Section 2.2: Axioms, Interpretations, and Properties of Probability

  1. Define a set function and give examples from earlier courses in mathematics.
  2. State the three axioms that a set function must satisfy to be a probability set function.
  3. Compute probabilities of events defined using set operations using the results derived from the three axioms of probability theory.
  4. Define a simple event and use simple events to compute the probability of a non-simple event.

Section 2.4: Conditional Probability

  1. Define the conditional probability of an event \(A\) given an event \(B\): \(P(A \mid B)\)
  2. Identify conditional probabilities using keywords such as if and given.
  3. Explain how a conditional probability is a regular probability with a reduced sample space.
  4. State and use the product rule to factor probabilities of events constructed as intersections (“ANDs”) of other events.
  5. Define a partition of a set.
  6. Define a partition of a sample space.
  7. State the Law of Total Probability, and use the law to solve problems given the relevant information.
  8. State Bayes’ Theorem, and use Bayes’ Theorem to solve problems given the relevant information.
  9. Construct a tree diagram as a visual representation of the product rule for outcomes that occur in stages, and use tree diagrams to reason about the probabilities of sequences of events.

Chapter 3

Section 3.1: Random Variables

  1. Give the definition of a random variable as a function from a sample space to the real numbers.
  2. Properly use the convention of denoting a random variable by an uppercase Roman letter (e.g. \(X, Y, Z\)), a particular value that random variable can take by the corresponding lowercase Roman letter (e.g. \(x, y, z\)), and its range by the corresponding calligraphic Roman letter (e.g. \(\mathcal{X}, \mathcal{Y}, \mathcal{Z}\)).
  3. Distinguish between a discrete random variable and a continuous random variable.
  4. Explain in what sense a random variable is a ‘‘number that could have been otherwise.’’
  5. Given a sample space and a description of a random variable, determine the range of the random variable, and determine what values of the sample space map to each value of the random variable’s range.

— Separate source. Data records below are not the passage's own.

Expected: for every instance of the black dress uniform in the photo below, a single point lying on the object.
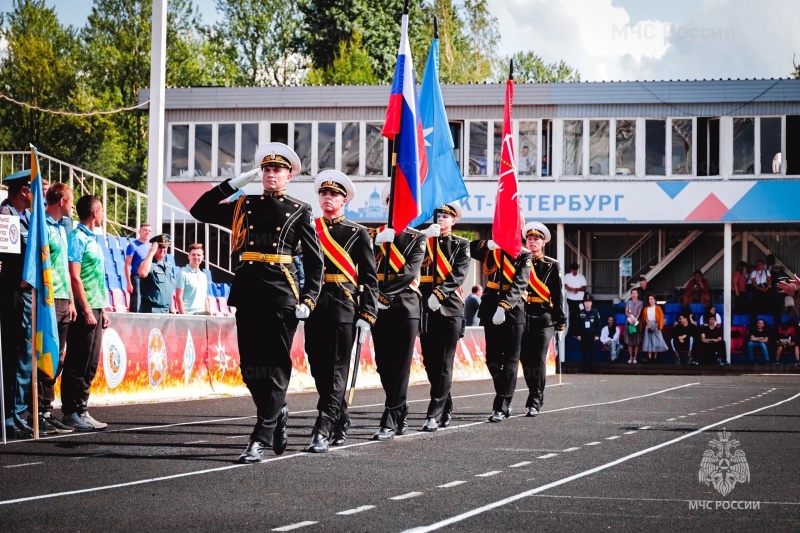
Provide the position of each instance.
(503, 341)
(267, 230)
(441, 329)
(396, 328)
(330, 330)
(544, 312)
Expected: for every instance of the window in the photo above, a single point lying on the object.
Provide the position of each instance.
(526, 164)
(626, 147)
(599, 146)
(226, 150)
(302, 145)
(373, 162)
(202, 150)
(350, 148)
(655, 138)
(682, 146)
(180, 150)
(573, 147)
(249, 145)
(326, 145)
(744, 134)
(771, 157)
(477, 148)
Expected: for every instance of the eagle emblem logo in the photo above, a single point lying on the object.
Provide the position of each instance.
(723, 466)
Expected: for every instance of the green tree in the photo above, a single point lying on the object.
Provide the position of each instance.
(351, 66)
(529, 67)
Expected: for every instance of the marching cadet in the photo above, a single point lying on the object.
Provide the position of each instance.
(399, 310)
(502, 316)
(266, 232)
(544, 314)
(444, 269)
(346, 306)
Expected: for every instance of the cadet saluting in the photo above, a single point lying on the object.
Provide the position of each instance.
(342, 309)
(544, 314)
(503, 318)
(266, 232)
(444, 270)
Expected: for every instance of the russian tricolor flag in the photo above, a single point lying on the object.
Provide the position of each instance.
(404, 126)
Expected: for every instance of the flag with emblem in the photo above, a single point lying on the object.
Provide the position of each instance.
(444, 183)
(38, 274)
(404, 127)
(508, 221)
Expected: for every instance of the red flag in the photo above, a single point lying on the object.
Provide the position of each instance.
(508, 222)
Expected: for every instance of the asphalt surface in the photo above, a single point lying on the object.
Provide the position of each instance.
(606, 453)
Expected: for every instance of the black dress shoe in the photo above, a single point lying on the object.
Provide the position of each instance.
(254, 452)
(339, 437)
(319, 444)
(431, 425)
(280, 439)
(384, 433)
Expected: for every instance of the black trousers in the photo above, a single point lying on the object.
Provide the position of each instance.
(84, 343)
(535, 345)
(503, 344)
(329, 346)
(439, 343)
(45, 384)
(265, 342)
(394, 334)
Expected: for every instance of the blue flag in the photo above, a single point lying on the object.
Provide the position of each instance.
(38, 274)
(444, 183)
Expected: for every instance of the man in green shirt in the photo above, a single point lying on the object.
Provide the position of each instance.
(85, 336)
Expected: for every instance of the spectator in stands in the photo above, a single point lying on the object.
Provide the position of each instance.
(609, 338)
(759, 337)
(85, 335)
(134, 254)
(471, 305)
(653, 338)
(739, 285)
(191, 286)
(697, 290)
(575, 285)
(633, 317)
(157, 278)
(785, 342)
(683, 340)
(712, 345)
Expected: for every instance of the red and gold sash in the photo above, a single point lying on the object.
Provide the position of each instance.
(335, 253)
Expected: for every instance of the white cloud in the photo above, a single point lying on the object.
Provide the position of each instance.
(717, 39)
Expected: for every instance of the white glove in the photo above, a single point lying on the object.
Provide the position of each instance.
(499, 316)
(386, 235)
(362, 327)
(434, 230)
(243, 179)
(302, 312)
(433, 303)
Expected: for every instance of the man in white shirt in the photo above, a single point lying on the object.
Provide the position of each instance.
(575, 287)
(191, 286)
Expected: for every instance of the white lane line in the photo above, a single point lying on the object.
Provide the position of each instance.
(406, 496)
(451, 484)
(357, 510)
(542, 488)
(298, 525)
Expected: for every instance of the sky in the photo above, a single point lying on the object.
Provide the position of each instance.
(617, 40)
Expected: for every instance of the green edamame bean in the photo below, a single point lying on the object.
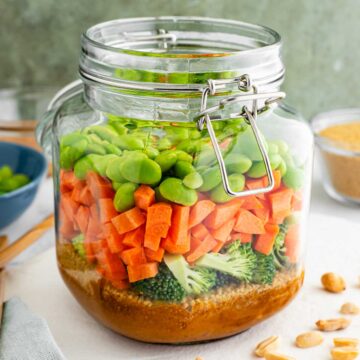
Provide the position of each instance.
(237, 163)
(103, 132)
(294, 178)
(189, 146)
(258, 169)
(177, 133)
(128, 142)
(134, 154)
(183, 168)
(182, 155)
(273, 148)
(71, 139)
(194, 134)
(100, 163)
(289, 160)
(124, 197)
(113, 170)
(166, 159)
(83, 166)
(282, 168)
(70, 154)
(211, 178)
(193, 180)
(93, 138)
(141, 171)
(236, 182)
(164, 144)
(111, 149)
(283, 147)
(116, 185)
(5, 172)
(93, 148)
(246, 144)
(174, 190)
(119, 128)
(151, 152)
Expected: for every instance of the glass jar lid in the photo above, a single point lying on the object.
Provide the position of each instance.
(166, 53)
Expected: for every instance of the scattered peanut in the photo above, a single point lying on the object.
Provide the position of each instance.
(333, 324)
(333, 282)
(269, 344)
(272, 355)
(309, 339)
(346, 342)
(344, 353)
(350, 309)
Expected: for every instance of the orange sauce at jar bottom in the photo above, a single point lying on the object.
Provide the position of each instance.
(224, 312)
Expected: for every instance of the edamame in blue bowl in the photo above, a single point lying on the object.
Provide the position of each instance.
(27, 162)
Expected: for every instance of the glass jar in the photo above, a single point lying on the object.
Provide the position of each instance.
(181, 184)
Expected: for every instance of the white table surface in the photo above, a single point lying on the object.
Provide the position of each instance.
(333, 245)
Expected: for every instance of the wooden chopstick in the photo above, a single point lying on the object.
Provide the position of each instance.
(8, 252)
(3, 243)
(18, 246)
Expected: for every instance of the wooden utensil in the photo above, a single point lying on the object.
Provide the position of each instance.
(18, 126)
(3, 243)
(15, 248)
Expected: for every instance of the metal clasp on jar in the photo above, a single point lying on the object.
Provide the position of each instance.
(244, 85)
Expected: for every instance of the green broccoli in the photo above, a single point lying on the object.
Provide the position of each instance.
(265, 269)
(78, 244)
(195, 280)
(163, 286)
(238, 261)
(280, 259)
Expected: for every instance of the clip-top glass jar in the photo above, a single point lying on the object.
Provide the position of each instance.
(181, 183)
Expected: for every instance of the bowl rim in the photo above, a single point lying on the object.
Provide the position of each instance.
(35, 181)
(344, 115)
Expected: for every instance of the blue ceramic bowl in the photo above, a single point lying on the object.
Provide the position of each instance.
(25, 160)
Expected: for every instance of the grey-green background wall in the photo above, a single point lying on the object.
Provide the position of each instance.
(39, 40)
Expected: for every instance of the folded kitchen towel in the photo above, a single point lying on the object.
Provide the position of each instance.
(25, 336)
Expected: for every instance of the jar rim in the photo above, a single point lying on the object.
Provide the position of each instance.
(181, 51)
(273, 36)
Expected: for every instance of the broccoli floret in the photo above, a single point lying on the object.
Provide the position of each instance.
(195, 280)
(265, 269)
(238, 261)
(279, 251)
(163, 286)
(78, 244)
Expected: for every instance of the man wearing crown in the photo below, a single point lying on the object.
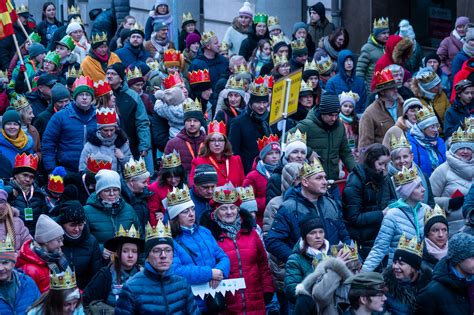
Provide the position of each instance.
(157, 289)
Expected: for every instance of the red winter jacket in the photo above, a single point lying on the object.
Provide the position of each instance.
(248, 259)
(33, 266)
(236, 170)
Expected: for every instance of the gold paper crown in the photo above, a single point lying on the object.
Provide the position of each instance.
(132, 232)
(424, 113)
(99, 37)
(178, 196)
(405, 176)
(134, 168)
(435, 212)
(192, 106)
(171, 160)
(463, 135)
(246, 193)
(411, 246)
(399, 143)
(296, 136)
(159, 231)
(6, 245)
(64, 280)
(381, 23)
(73, 10)
(20, 102)
(309, 169)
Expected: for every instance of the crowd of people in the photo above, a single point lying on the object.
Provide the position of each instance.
(142, 176)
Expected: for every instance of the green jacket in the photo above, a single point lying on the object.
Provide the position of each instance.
(330, 144)
(103, 224)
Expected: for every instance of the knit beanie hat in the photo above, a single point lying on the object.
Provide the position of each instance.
(35, 50)
(246, 9)
(71, 211)
(191, 39)
(59, 92)
(205, 174)
(107, 179)
(308, 223)
(47, 229)
(329, 104)
(461, 247)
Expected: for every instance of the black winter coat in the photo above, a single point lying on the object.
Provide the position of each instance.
(363, 202)
(84, 254)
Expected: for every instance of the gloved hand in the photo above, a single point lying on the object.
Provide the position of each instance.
(456, 203)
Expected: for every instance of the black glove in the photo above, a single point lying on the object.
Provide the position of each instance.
(268, 297)
(456, 203)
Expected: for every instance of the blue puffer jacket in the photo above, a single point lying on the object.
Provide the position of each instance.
(400, 219)
(285, 231)
(151, 293)
(65, 137)
(343, 83)
(26, 294)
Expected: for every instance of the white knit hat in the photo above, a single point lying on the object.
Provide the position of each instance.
(47, 229)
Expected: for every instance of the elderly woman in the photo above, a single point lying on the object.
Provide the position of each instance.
(405, 216)
(197, 256)
(452, 179)
(428, 148)
(233, 229)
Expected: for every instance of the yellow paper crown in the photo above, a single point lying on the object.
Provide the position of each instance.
(159, 231)
(296, 136)
(399, 143)
(64, 280)
(309, 169)
(134, 168)
(405, 176)
(411, 246)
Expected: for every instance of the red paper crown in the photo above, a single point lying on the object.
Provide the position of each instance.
(199, 76)
(94, 166)
(263, 142)
(101, 88)
(172, 80)
(217, 127)
(26, 160)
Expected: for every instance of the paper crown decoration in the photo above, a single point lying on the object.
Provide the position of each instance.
(399, 143)
(159, 231)
(95, 165)
(460, 135)
(405, 176)
(106, 116)
(99, 38)
(260, 18)
(73, 10)
(64, 280)
(246, 193)
(178, 196)
(171, 160)
(134, 168)
(199, 76)
(424, 113)
(381, 23)
(410, 246)
(324, 65)
(217, 127)
(20, 102)
(309, 169)
(26, 160)
(171, 80)
(437, 211)
(192, 106)
(102, 88)
(263, 142)
(296, 136)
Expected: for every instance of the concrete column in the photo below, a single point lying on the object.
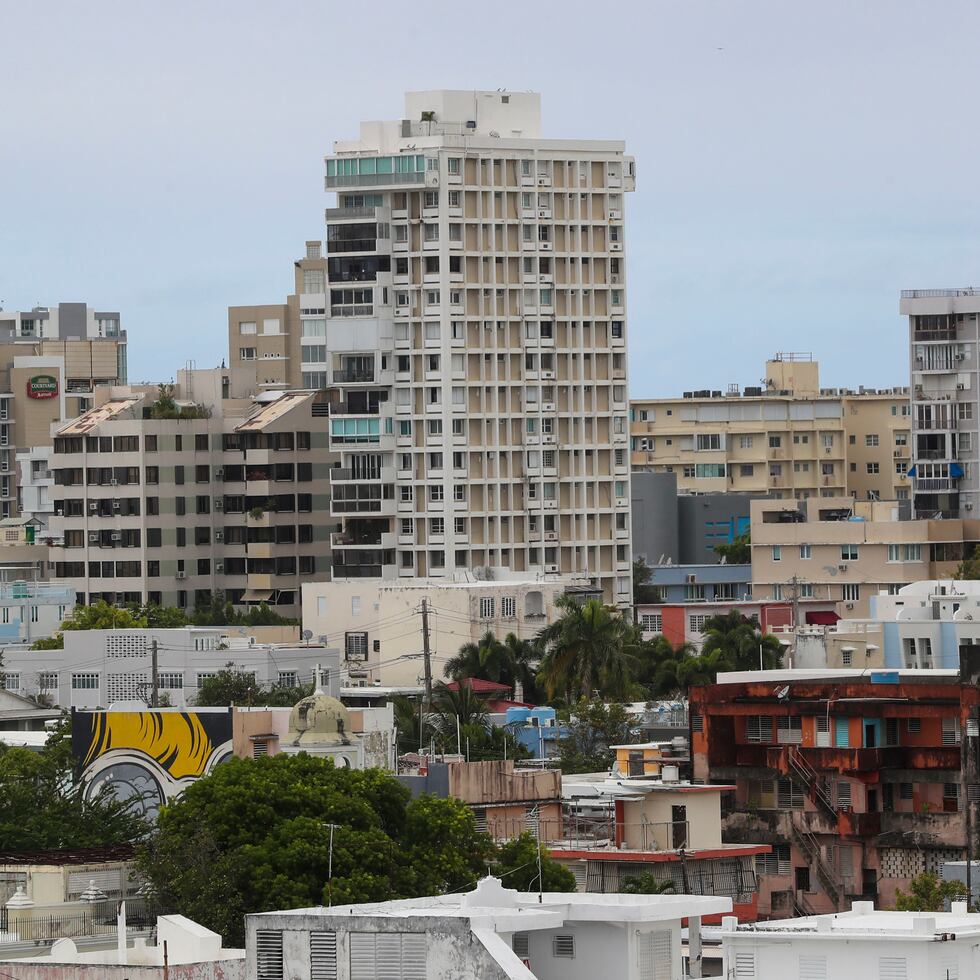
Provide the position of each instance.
(694, 945)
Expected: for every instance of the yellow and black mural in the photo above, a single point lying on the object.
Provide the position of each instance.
(148, 757)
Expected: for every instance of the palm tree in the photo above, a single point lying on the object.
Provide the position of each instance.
(738, 639)
(488, 659)
(522, 658)
(589, 647)
(451, 706)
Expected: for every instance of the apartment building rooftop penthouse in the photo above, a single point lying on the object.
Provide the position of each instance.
(51, 359)
(469, 319)
(944, 358)
(784, 435)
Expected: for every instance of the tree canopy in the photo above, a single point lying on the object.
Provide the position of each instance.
(594, 727)
(517, 866)
(589, 649)
(41, 808)
(217, 611)
(928, 894)
(738, 551)
(233, 685)
(254, 835)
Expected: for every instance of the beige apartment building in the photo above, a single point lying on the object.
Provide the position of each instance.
(51, 359)
(233, 497)
(469, 323)
(846, 551)
(787, 437)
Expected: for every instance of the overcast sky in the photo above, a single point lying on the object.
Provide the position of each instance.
(797, 164)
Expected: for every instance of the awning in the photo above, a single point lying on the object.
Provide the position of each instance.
(256, 595)
(819, 617)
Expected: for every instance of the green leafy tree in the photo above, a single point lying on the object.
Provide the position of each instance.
(646, 884)
(486, 660)
(928, 894)
(594, 728)
(643, 591)
(253, 836)
(41, 808)
(737, 551)
(737, 640)
(591, 647)
(517, 866)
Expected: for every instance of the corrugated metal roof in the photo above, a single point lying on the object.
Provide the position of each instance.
(96, 416)
(274, 411)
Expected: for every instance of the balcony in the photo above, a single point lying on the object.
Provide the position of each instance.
(353, 376)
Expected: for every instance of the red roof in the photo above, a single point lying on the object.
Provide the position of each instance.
(479, 685)
(820, 617)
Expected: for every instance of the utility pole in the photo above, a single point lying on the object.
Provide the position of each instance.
(154, 676)
(426, 654)
(332, 826)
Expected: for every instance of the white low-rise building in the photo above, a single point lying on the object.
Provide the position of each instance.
(491, 933)
(98, 668)
(865, 942)
(378, 623)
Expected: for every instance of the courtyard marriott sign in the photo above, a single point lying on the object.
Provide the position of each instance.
(42, 386)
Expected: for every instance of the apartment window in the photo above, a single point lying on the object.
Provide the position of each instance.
(758, 728)
(651, 622)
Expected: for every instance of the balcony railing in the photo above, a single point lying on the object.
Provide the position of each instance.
(353, 376)
(358, 309)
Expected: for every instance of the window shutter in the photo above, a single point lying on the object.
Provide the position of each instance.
(655, 956)
(323, 956)
(892, 968)
(268, 955)
(813, 968)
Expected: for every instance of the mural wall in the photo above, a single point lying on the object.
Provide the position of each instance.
(148, 757)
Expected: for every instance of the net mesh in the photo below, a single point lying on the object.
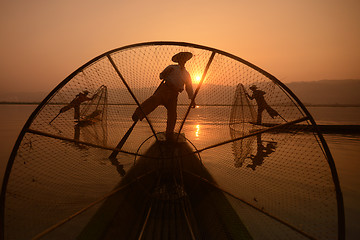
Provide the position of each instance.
(275, 174)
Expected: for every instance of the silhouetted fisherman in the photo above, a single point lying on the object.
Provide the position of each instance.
(75, 103)
(261, 152)
(175, 77)
(258, 95)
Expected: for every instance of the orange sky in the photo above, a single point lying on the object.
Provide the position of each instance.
(42, 42)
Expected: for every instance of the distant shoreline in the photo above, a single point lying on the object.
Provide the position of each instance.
(307, 105)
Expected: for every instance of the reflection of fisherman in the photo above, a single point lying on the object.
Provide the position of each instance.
(258, 95)
(261, 153)
(175, 77)
(75, 103)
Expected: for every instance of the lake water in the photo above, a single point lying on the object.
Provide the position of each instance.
(344, 148)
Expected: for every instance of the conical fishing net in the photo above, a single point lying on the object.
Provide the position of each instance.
(257, 149)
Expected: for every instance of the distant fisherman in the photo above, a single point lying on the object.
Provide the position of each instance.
(258, 95)
(75, 103)
(175, 77)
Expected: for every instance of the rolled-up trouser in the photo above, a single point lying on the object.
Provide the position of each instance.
(163, 96)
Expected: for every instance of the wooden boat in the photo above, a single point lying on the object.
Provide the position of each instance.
(107, 177)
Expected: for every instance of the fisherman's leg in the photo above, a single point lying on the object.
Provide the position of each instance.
(147, 107)
(77, 113)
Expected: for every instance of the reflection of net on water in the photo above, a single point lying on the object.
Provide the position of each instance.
(275, 179)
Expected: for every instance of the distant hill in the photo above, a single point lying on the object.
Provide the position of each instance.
(324, 92)
(327, 92)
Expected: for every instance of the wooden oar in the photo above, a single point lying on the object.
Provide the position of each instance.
(122, 141)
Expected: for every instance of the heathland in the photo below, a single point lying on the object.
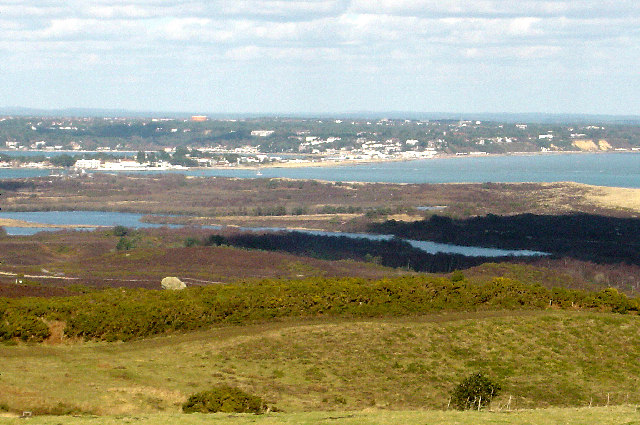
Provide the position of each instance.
(325, 330)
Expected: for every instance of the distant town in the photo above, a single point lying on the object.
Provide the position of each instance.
(170, 143)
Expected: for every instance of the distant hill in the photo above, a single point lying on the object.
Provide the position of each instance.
(528, 117)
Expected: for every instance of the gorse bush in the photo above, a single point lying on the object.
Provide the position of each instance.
(125, 314)
(224, 399)
(474, 392)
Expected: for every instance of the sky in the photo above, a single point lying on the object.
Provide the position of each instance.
(279, 56)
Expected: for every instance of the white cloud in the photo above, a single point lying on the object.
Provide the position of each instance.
(385, 37)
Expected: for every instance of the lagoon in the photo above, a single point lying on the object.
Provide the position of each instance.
(89, 220)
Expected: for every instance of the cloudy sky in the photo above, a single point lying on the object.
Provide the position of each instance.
(278, 56)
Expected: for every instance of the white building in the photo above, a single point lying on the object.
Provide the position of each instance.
(87, 164)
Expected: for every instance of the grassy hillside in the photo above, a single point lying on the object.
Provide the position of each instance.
(566, 416)
(541, 358)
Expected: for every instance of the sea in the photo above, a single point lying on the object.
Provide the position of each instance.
(620, 169)
(602, 169)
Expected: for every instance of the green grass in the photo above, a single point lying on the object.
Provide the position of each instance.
(542, 359)
(618, 415)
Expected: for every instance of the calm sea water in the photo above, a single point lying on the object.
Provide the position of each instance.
(605, 169)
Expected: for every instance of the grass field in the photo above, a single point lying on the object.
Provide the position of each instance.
(542, 359)
(618, 415)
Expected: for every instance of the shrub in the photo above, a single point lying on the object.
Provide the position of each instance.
(224, 399)
(125, 244)
(121, 231)
(191, 241)
(476, 391)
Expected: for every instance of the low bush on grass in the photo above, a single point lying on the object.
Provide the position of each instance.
(224, 399)
(125, 314)
(474, 392)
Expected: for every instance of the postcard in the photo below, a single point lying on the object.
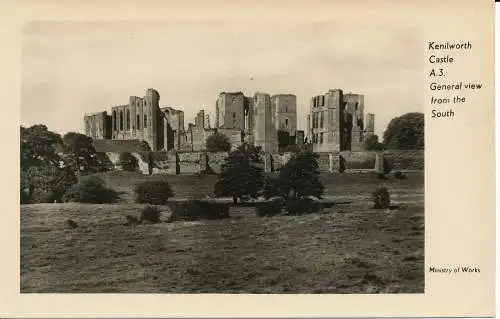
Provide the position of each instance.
(248, 159)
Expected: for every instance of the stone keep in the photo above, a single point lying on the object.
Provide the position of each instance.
(264, 130)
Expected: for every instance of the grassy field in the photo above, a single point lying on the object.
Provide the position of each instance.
(349, 248)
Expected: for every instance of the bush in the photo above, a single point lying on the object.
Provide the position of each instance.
(45, 184)
(302, 206)
(399, 175)
(150, 214)
(153, 192)
(270, 207)
(381, 198)
(128, 162)
(192, 210)
(91, 189)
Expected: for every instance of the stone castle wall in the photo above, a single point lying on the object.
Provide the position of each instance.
(206, 162)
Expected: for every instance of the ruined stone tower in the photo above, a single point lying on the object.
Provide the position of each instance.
(230, 111)
(354, 112)
(370, 125)
(285, 112)
(336, 122)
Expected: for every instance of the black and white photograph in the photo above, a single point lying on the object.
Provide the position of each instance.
(222, 157)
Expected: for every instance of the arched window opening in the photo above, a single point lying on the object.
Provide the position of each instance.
(127, 112)
(121, 120)
(114, 121)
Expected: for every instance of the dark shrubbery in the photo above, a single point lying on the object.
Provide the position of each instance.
(399, 175)
(128, 162)
(45, 184)
(153, 192)
(381, 198)
(302, 206)
(91, 189)
(192, 210)
(270, 207)
(150, 214)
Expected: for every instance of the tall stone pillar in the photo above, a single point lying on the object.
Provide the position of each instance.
(379, 162)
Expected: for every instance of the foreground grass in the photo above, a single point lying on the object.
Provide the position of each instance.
(348, 249)
(349, 185)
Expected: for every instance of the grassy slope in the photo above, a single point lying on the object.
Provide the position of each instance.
(350, 249)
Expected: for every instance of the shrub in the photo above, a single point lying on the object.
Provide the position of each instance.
(381, 198)
(128, 162)
(132, 220)
(91, 189)
(153, 192)
(302, 206)
(192, 210)
(270, 207)
(399, 175)
(71, 223)
(46, 184)
(150, 214)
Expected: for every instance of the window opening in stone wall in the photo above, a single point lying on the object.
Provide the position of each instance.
(121, 120)
(127, 112)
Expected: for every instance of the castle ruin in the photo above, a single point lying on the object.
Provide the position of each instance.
(335, 123)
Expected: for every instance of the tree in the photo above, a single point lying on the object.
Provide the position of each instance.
(218, 142)
(299, 177)
(405, 132)
(241, 174)
(80, 154)
(45, 183)
(372, 144)
(38, 146)
(128, 162)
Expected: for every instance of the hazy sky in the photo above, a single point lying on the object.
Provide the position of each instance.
(73, 68)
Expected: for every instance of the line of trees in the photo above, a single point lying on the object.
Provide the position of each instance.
(404, 132)
(51, 163)
(242, 175)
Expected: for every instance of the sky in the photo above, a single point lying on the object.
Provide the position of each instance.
(71, 68)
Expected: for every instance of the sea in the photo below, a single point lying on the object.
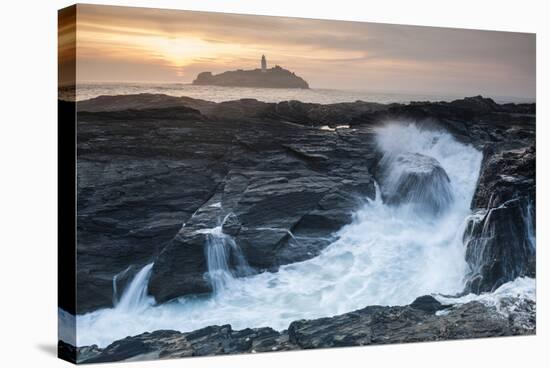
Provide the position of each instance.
(87, 91)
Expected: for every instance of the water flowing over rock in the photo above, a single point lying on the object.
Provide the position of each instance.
(416, 180)
(500, 241)
(261, 185)
(371, 325)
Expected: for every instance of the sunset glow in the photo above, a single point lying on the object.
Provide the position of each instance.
(136, 44)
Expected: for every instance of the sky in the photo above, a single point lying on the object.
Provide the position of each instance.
(154, 45)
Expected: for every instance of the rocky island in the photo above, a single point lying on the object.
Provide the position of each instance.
(275, 77)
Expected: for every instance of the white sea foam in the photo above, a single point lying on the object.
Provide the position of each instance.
(386, 256)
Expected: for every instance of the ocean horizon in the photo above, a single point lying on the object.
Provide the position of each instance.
(88, 90)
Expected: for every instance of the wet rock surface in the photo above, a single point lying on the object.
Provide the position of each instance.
(371, 325)
(416, 180)
(153, 170)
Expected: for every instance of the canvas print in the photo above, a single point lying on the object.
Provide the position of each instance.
(244, 184)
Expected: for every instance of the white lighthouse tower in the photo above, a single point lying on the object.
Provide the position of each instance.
(264, 64)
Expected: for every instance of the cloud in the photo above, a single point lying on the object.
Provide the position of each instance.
(328, 53)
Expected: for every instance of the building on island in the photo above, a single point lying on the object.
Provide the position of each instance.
(264, 64)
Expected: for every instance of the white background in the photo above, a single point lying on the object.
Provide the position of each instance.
(28, 144)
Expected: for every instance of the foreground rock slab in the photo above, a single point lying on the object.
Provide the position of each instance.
(424, 320)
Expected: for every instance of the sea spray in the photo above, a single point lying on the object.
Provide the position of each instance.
(135, 297)
(386, 256)
(224, 259)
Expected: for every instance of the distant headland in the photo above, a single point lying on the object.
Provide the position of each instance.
(263, 77)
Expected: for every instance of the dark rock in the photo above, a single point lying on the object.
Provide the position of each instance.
(498, 247)
(427, 303)
(67, 351)
(147, 164)
(231, 225)
(500, 244)
(415, 179)
(371, 325)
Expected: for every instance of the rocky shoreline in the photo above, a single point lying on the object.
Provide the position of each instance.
(424, 320)
(149, 163)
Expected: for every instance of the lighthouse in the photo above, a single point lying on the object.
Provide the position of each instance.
(264, 64)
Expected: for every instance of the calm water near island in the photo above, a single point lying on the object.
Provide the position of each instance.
(218, 94)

Section 3.2: Probability Distributions for Discrete Random Variables

  1. Define the probability mass function \(p(x) = P(X = x)\) for a random variable \(X\) in terms of the underlying sample space \(\mathcal{S}\).
  2. State the two characteristics a function \(p\) must have to be a valid probability mass function, and identify when a given function \(p\) does or does not satisfy these conditions.
  3. Use a probability mass function \(p\) to compute the probability \(P(X \in Q)\) that \(X\) falls in some query set \(Q \subseteq \mathbb{R}\).
  4. Use the “Probability Dictionary” to map from statements such as “at least \(x\),” “at most \(x\),” etc., to the corresponding query set \(Q\).
  5. Define the cumulative distribution function \(F(x) = P(X \leq x)\) for a random variable \(X\) in terms of the underlying sample space \(\mathcal{S}\).
  6. State the four properties a function \(F\) must have to be a valid cumulative distribution function.
  7. Define what it means for a function \(f\) to be continuous and right-continuous.
  8. Sketch the graph of a cumulative distribution function \(F\) for a discrete random variable \(X\) given either its \(p\) or \(F\).
  9. Compute \(F\) from \(p\), and vice versa.
  10. Compute the probability \(P(a < X \leq b)\) of a standard query using \(F\).
  11. Compute the probability \(P(a \square X \square b)\) of a non-standard query using \(F\).